The FCA has published a speech by Megan Butler, Executive Director of Supervision – Investment, Wholesale and Specialists in which she said that the regulator has no intention of taking enforcement action against firms for not meeting all the Markets in Financial Instruments Directive (MiFID II) requirements straight away provided there is evidence they have taken sufficient steps to meet the new obligations by the start date and there are plans in place to complete the process. The regulator acknowledges that research continues to pose a challenge and there is also a question mark over firms registered as broker dealers in the US and elsewhere who can’t accept payment for research without applying to become an investment advisor. With regard to this latter point it is in close contact with EU and US colleagues to find a solution.
Meanwhile Steven Maijoor, the ESMA chair, told the Reuters Financial Regulation Summit that while there might be some glitches following the 3 January 2018 implementation date, ESMA was not planning for chaos.

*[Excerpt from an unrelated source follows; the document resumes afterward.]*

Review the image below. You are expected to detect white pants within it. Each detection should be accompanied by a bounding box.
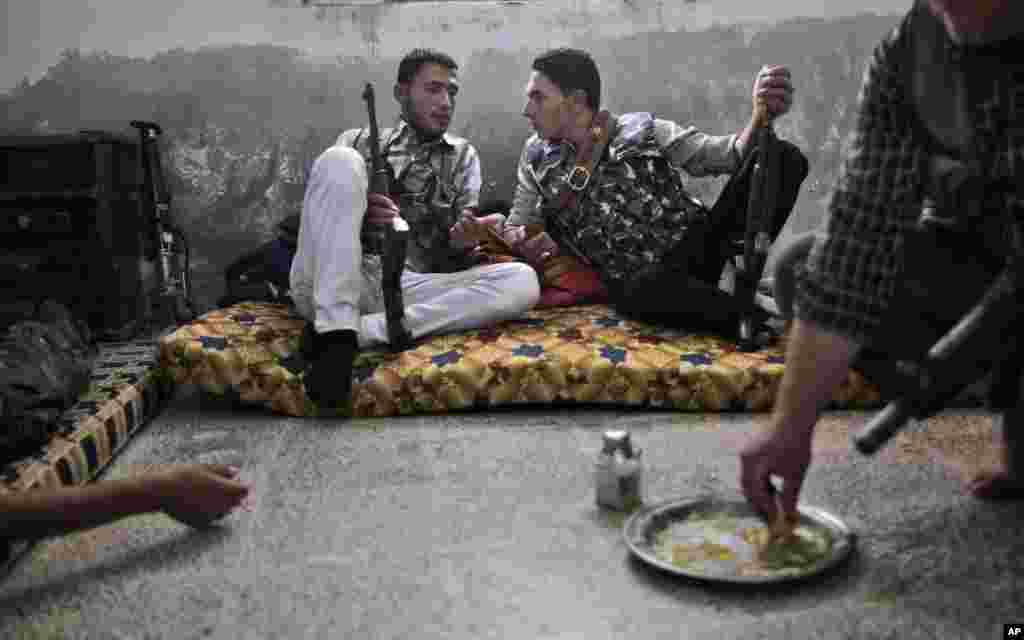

He stated that it would be for national regulators to deal with violations in implementation.
Mr Maijoor said that ESMA has been assessing the impact of a possible ‘hard’ Brexit on the EU’s securities market stability more generally and particularly at the issue of UK credit rating agencies and trade repositories who want to have the ability to continue with their services in the EU post-Brexit (EU27). He said that those that already have a legal base in EU27 would not necessarily have to apply for a new licence but would have to spell out which systems and people they would move from the UK.